The Democrats' letter said: "We have reached a dangerous impasse when the Administration's key spokesman for inter-American affairs is not authorized to answer congressional inquiries truthfully and completely.
"Given Assistant Secretary Abrams' various deceptions and his clear contempt for the constitutional role of Congress in conducting foreign policy, we believe that he can no longer function effectively. We ask for the immediate resignation or replacement of Mr. Abrams as assistant secretary of state for inter-American affairs," the letter said.
New Vote of Confidence
Meanwhile, Abrams got a new vote of confidence from Shultz on Friday, hours after the assistant secretary said he was "delighted with the support the secretary and the President are giving."
Abrams' remarks were made after he addressed Citizens for America, a conservative group, in Washington.
"I have no plans to go anywhere," he said when asked if he would resign.
Some news accounts had said that Reagan gave Abrams only lukewarm support Thursday when he merely referred to Shultz's statements rather than adding personal words of praise.
Shultz, however, in remarks to reporters flying back from the economic summit on Friday, said: "It's your statement that the President's support was lukewarm.

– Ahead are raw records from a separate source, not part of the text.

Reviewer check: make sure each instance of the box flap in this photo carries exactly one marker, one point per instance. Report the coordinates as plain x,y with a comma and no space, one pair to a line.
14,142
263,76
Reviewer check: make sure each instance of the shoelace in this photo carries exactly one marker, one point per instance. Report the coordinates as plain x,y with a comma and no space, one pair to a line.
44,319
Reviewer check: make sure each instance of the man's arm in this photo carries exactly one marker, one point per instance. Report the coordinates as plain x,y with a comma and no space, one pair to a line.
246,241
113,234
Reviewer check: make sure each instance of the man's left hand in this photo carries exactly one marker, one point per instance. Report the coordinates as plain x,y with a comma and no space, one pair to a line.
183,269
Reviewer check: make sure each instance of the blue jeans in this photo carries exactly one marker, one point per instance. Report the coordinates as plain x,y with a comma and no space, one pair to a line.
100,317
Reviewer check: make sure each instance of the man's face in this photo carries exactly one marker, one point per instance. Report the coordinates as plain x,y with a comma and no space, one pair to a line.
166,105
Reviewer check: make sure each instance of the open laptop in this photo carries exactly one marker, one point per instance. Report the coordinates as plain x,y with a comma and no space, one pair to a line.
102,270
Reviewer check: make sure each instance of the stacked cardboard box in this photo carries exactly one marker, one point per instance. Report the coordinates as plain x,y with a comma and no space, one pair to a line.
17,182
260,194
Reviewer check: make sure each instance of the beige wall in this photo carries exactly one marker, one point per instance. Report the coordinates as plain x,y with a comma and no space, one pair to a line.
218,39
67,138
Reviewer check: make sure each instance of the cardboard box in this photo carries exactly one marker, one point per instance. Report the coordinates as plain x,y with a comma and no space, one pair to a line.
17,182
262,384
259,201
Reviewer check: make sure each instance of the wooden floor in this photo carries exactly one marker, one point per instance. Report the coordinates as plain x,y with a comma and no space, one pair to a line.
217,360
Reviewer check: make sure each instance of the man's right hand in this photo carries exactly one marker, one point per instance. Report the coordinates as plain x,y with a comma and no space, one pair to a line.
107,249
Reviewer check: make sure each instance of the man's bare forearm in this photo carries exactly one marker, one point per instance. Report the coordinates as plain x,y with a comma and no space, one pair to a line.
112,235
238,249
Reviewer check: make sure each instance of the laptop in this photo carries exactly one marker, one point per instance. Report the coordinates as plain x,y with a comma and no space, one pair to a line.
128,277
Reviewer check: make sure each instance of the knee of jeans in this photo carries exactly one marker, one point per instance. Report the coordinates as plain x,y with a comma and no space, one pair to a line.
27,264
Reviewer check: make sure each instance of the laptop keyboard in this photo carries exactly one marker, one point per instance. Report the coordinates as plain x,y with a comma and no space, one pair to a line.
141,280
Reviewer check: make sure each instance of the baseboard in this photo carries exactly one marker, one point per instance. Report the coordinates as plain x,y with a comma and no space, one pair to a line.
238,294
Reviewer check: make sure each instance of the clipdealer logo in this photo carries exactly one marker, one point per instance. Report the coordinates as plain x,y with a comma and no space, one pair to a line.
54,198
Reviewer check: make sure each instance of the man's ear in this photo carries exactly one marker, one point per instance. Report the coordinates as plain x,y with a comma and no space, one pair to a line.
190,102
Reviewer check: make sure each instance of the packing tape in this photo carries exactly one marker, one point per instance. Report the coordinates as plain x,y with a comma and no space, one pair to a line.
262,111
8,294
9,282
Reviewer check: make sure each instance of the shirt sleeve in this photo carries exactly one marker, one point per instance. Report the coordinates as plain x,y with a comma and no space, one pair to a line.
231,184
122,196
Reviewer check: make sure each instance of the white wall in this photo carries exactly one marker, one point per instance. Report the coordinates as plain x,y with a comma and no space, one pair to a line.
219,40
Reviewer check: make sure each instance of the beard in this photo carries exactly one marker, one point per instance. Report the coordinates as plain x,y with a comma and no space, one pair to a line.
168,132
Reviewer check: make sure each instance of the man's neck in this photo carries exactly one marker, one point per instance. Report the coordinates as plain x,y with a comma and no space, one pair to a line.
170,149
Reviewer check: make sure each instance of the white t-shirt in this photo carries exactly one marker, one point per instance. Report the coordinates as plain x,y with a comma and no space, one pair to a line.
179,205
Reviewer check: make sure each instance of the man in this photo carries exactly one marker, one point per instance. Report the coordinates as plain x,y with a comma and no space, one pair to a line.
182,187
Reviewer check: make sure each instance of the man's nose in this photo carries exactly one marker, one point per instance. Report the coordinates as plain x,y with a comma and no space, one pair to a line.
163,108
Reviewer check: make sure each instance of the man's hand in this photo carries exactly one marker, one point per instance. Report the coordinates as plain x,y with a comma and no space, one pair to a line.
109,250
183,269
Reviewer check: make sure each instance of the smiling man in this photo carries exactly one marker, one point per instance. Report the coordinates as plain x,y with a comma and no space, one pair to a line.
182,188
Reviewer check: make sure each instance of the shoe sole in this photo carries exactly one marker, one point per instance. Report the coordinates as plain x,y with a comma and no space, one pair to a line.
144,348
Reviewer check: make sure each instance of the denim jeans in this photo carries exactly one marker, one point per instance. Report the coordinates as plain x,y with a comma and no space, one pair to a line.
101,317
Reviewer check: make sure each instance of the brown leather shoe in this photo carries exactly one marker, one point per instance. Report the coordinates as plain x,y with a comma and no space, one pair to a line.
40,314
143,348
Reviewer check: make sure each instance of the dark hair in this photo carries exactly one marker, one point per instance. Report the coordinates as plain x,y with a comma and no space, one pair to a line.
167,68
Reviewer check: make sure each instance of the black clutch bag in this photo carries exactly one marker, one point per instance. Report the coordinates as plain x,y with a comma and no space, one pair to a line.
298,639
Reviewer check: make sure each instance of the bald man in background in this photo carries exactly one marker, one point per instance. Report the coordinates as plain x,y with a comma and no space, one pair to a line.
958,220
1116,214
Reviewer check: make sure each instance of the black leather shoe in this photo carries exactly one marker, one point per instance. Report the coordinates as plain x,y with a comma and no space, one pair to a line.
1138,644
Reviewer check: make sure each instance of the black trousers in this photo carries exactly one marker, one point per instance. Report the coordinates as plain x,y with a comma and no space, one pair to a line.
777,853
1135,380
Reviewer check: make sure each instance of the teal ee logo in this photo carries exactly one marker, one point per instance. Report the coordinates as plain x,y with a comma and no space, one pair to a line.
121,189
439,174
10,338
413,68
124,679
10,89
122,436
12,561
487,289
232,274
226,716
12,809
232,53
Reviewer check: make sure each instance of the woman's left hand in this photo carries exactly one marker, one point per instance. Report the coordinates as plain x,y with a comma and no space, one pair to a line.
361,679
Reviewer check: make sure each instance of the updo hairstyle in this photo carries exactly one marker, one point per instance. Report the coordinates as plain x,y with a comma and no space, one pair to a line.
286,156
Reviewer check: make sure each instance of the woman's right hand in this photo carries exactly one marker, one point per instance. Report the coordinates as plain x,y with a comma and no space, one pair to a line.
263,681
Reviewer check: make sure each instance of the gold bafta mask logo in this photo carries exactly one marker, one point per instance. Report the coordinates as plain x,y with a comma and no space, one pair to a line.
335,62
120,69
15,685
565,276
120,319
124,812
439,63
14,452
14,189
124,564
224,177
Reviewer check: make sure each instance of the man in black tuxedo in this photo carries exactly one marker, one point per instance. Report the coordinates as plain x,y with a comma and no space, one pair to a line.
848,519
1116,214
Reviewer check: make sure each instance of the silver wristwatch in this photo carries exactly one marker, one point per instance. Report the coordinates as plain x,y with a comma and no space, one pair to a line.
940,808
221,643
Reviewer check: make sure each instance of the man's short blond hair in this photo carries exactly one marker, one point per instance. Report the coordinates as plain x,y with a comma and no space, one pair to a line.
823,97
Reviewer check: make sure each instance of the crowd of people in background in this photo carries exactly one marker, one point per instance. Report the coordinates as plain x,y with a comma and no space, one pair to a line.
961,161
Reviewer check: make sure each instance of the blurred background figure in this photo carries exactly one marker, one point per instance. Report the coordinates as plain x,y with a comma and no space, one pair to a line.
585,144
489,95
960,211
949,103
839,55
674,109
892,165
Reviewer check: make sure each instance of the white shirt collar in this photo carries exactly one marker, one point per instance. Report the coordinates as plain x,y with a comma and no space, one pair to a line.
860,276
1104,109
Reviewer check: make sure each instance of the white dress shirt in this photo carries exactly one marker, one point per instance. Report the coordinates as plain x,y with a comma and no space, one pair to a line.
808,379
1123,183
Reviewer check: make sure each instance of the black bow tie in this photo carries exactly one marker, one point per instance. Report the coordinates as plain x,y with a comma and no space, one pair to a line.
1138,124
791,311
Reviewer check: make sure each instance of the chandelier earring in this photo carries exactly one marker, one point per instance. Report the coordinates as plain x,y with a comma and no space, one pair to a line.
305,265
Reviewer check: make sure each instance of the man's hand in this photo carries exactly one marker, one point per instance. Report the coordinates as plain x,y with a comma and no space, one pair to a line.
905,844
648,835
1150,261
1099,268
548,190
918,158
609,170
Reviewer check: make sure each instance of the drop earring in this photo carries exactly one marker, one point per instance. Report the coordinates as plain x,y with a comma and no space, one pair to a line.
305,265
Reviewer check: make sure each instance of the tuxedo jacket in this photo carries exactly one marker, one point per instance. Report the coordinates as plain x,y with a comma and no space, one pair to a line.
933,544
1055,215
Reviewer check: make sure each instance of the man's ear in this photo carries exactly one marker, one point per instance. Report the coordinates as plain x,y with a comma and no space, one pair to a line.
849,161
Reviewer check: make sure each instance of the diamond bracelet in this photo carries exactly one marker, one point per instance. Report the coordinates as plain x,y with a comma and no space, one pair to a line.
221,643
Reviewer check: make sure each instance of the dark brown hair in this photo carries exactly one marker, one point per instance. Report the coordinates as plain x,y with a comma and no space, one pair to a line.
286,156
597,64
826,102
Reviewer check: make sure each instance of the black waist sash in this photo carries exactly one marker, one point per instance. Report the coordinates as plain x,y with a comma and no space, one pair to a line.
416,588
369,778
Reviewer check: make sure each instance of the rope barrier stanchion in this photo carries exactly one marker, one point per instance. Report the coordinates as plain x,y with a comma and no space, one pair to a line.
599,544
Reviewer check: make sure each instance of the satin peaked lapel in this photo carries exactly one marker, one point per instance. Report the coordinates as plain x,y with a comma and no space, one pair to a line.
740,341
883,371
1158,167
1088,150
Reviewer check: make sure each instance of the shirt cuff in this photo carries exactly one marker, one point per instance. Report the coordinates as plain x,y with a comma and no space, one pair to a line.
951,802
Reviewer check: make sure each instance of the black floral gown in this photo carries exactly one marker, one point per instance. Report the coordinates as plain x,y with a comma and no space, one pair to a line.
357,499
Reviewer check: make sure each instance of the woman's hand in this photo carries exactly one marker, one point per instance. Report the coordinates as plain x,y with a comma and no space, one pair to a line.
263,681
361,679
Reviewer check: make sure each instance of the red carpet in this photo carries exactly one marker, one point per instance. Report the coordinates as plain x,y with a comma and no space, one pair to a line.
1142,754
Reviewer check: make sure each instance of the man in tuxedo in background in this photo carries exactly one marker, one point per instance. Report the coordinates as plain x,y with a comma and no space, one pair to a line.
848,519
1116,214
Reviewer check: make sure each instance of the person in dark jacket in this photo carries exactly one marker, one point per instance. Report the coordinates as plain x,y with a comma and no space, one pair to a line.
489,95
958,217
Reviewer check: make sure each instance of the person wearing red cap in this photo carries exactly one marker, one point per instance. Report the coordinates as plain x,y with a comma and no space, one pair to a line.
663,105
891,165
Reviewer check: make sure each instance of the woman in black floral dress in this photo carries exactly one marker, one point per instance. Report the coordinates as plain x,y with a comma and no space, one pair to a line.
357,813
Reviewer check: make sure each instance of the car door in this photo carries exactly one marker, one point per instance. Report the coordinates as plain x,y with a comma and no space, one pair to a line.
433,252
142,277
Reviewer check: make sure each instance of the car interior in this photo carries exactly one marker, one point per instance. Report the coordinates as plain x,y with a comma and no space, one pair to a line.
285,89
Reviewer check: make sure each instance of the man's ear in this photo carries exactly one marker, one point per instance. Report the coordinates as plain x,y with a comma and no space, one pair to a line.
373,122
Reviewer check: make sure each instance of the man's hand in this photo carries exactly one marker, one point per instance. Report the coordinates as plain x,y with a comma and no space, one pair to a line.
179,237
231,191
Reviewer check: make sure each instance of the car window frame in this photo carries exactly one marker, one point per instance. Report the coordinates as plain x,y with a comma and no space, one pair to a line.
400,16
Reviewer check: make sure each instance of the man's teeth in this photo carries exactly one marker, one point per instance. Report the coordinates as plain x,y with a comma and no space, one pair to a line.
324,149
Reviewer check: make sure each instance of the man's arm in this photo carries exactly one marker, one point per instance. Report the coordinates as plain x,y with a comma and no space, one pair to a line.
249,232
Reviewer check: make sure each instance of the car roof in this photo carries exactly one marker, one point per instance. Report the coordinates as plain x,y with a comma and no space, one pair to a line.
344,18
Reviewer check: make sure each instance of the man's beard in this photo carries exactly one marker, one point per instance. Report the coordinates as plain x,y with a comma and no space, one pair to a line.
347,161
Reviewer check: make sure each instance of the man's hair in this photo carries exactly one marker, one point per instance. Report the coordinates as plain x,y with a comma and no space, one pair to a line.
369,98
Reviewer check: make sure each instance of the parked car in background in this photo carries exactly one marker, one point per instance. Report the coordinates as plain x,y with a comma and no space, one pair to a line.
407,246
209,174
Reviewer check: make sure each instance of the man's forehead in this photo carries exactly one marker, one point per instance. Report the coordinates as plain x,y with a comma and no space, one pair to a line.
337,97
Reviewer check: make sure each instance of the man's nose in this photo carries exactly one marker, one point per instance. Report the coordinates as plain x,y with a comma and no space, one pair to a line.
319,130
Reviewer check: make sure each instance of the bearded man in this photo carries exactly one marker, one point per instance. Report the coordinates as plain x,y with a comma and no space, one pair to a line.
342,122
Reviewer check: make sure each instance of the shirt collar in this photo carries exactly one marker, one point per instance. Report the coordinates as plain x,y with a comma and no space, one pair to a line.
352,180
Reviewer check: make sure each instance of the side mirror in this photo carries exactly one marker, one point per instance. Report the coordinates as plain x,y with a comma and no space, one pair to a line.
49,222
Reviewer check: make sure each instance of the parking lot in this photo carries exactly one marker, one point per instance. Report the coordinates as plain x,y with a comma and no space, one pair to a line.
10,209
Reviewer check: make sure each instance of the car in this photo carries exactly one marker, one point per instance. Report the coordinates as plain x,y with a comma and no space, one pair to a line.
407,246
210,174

The President told me he fully supports Elliott Abrams.
Admirer of Abrams
"He is an admirer of Elliott Abrams," Shultz added.
When asked whether Abrams has become a liability for the Administration in its hopes of winning support in Congress for new contra aid, Shultz said: "Insofar as congressional sentiment is concerned, there is a rebuilding job to do."
But he made it clear he expected Abrams to stay in his job.
"He is a combative person. That's his way. But he's a good man--a patriotic man," Shultz said.